A decision rule is a function, x*(t, s), that specifies an optimal value of x upon reaching time t in state s. For a completely deterministic process, backtracking is used to obtain the usual form of an optimal solution from a known initial or final state. The process could be stochastic, in which case r and F are expected values, and the state transform is random with probability distribution, P[T(t,s,x) = s' | s,x]. Thus, F(t',s') is replaced by Sum_s'{F(t',s')P[T(t,s,x)=s'|s,x]}.
DP is a technique that applies to static problems too. For example, consider the following recurrence equation for the knapsack problem:
F(n, s) = Max{c(n)x + F(n-1, s-a(n)x): x in {0, 1, ..., |_s/a(n)_|}}.
In words, this says that the max total return with n objects having total knapsack space s equals the max choice (x) of how much of the n-th object we put into the knapsack, with immediate return c(n), plus the max total return from the remaining n-1 objects with the remaining space (s - a(n)x). The value of x (the stage decision variable) is any non-negative integer up to the space allowed: |_s/a(n)_| is the max number of objects of this type that could fit in the knapsack. There could also be explicit bounds on x, such as the 0-1 knapsack problem, in which case the policy set, X(n,s) simply has only those values.

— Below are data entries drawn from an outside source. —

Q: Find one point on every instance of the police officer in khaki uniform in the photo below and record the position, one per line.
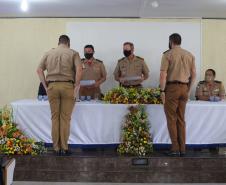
(177, 75)
(64, 69)
(92, 69)
(210, 89)
(130, 66)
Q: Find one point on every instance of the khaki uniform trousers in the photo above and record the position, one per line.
(61, 100)
(176, 98)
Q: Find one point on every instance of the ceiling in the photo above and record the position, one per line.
(116, 8)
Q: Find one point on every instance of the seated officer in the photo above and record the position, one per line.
(131, 70)
(92, 69)
(210, 89)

Variational calculus. An approach to solving a class of optimization problems that seek a functional (y) to make some integral function (J) an extreme. Given F is in C^1, the classical unconstrained problem is to find y in C^1 to minimize (or maximize) the following function:
_x1
|
J(y) = | F(x,y,y') dx.
|
_|x0
An example is a min arc length, where F = sqrt(1+y'^2). Using the Euler-Lagrange equation, the solution is y(x) = ax + b, where a and b are determined by boundary conditions: y(x0) = y0 and y(x1) = y1.

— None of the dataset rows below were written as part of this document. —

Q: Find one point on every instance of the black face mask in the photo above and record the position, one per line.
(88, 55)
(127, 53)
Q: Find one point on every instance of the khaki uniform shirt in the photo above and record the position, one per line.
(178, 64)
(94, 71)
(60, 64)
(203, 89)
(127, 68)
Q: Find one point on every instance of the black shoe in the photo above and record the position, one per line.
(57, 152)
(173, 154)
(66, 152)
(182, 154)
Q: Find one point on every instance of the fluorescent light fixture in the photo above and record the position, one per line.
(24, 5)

If constraints take the form G(x, y, y') = 0, this is called the problem of Lagrange; other forms are possible.
Euler-Lagrange equation. These are necessary conditions for y to solve the classical problem in variational calculus:
_x
|
dF/dy' = | (dF/dy) dx + c.
|
_|x0
Principle of optimality. The idea that an optimal path, or trajectory, is composed of optimal sub-paths. Equivalently, once we reach a particular state in a sequential decision process, the remaining decisions must be optimal with respect to that state. This is the foundation of dynamic programming.